If the parents are cooperating and agree on liberal visitation, such an arrangement would presumptively be in the best interests of the children.  See Ozenna v. Parmelee, 377 N.W.2d 483, 488 (Minn. App. 1985) (acknowledging liberal visitation arrangement may serve the best interests of the children).  Moreover, we believe that a custodial parent who allows liberal visitation should not have to be concerned about giving the other parent grounds for a motion to change the custody arrangement.  Cf. Rumney v. Rumney, 611 N.W.2d 71, 73-74 (Minn. App. 2000) (acknowledging parents with physical custody will be reluctant to agree to liberal visitation if they losechild-support funds with each additional day of visitation). 

            Father also argues that the children are endangered in the present situation, because the children were allegedly exposed to sexually explicit language and movies, abused by mother’s fiancé, and suffered from hygiene problems.  A district court must disregard directly contrary statements by the nonmoving party but may consider explanations of circumstances surrounding the accusations.  Geibe, 571 N.W.2d at 779. In her affidavit, mother explained each of these accusations.  Mother explained that her fiancé once picked up and set down one of the children when they were roughhousing, that the babysitter had watched an inappropriate television show once, that the boys had seen a sexually explicit movie at a friend’s house once, and that the youngest boy had gone through a stage when he would have bowel movements in his pants, which father’s new wife corroborated.  The district court accepted mother’s explanations and ruled that father did not establish endangerment.  The trial court found that father “greatly exaggerated” the incidents.  In any case, a single incident of borderline abuse or neglect is insufficient to satisfy the element of endangerment.  Id. at 779.

            Father must also show the harm to the children likely caused by a change of custody is outweighed by the advantage of the change.  See id. at 778.  In light of the lack of persuasiveness of the above three elements, we conclude that father has failed to show any advantage of a change in custody and thus, has failed to show the fourth element.

            Father has not made a prima facie case for modification, and the district court did not abuse its discretion in denying his motion without an evidentiary hearing.



* Retired judge of the district court, serving as judge of the Minnesota Court of Appeals by appointment pursuant to Minn.
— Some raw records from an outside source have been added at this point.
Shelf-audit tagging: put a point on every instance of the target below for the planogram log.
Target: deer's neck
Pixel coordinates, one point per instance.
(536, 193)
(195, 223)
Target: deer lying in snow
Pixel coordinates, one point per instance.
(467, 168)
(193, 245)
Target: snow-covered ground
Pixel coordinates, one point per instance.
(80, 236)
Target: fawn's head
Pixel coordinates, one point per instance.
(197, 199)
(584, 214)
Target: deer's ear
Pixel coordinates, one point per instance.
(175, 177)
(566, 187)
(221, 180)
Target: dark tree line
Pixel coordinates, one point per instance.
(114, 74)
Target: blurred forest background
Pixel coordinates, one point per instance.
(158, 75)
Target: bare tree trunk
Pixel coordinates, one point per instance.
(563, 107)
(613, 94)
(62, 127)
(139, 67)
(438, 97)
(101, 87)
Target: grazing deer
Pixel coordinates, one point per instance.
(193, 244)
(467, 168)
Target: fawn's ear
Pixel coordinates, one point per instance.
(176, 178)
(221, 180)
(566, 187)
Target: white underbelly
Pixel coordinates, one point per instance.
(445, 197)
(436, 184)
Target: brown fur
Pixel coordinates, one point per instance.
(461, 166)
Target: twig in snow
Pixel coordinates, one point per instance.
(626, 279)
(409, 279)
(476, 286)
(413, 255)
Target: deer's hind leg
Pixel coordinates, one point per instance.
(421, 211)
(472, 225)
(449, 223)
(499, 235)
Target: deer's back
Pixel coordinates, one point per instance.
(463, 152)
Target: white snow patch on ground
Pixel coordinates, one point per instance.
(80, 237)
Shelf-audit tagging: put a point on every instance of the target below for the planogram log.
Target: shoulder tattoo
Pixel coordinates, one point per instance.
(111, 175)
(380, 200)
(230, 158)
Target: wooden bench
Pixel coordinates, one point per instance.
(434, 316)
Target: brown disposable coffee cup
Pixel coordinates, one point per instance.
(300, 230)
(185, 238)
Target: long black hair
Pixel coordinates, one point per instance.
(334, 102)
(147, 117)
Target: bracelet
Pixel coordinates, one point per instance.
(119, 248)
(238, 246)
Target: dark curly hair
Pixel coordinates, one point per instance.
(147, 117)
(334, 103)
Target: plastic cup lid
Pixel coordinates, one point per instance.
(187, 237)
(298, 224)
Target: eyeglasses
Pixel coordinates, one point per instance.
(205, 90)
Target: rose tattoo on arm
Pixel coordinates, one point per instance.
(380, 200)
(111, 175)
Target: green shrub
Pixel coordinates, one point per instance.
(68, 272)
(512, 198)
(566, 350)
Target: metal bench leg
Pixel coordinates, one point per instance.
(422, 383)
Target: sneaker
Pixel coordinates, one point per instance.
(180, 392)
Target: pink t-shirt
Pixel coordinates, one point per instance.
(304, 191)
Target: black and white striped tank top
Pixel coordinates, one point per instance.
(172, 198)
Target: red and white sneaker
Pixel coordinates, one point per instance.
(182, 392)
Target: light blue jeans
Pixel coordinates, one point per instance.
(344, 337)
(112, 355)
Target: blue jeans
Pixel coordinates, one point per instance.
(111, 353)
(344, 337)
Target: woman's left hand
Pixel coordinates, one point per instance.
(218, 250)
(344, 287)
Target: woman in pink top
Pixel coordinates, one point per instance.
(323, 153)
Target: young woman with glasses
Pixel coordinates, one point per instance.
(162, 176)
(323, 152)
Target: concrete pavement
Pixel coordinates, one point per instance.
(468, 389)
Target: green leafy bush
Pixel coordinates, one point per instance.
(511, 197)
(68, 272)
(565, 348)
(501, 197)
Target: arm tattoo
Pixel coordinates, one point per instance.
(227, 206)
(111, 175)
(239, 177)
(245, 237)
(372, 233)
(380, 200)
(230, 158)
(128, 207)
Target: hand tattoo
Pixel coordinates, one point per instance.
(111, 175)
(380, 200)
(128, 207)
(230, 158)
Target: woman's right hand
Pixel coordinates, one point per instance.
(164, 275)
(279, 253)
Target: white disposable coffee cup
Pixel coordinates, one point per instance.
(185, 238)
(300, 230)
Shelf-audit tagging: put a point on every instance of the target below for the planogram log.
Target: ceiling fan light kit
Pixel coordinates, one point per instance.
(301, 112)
Const. art. VI, § 10.


[1] In 2000, the legislature eliminated the term “visitation” in favor of “parenting time.”  See 2000 Minn. Laws ch. 444, art. 1, §§ 1, 3, 5 (providing for parenting plans and parenting time), art. 2, §§ 26-31 (conforming terminology).  Because the changes to the statutes became effective January 1, 2001, we review the district court’s decision under the former statute.  See 2000 Minn. Laws ch. 444, art. 1, § 8, art. 2 § 50; see also McClelland v. McClelland, 393 N.W.2d 224, 226 (Minn. App. 1986) (explaining that former law is to be applied where applying the law in effect at the time of the decision would alter matured rights), review denied (Minn. Nov. 17, 1986).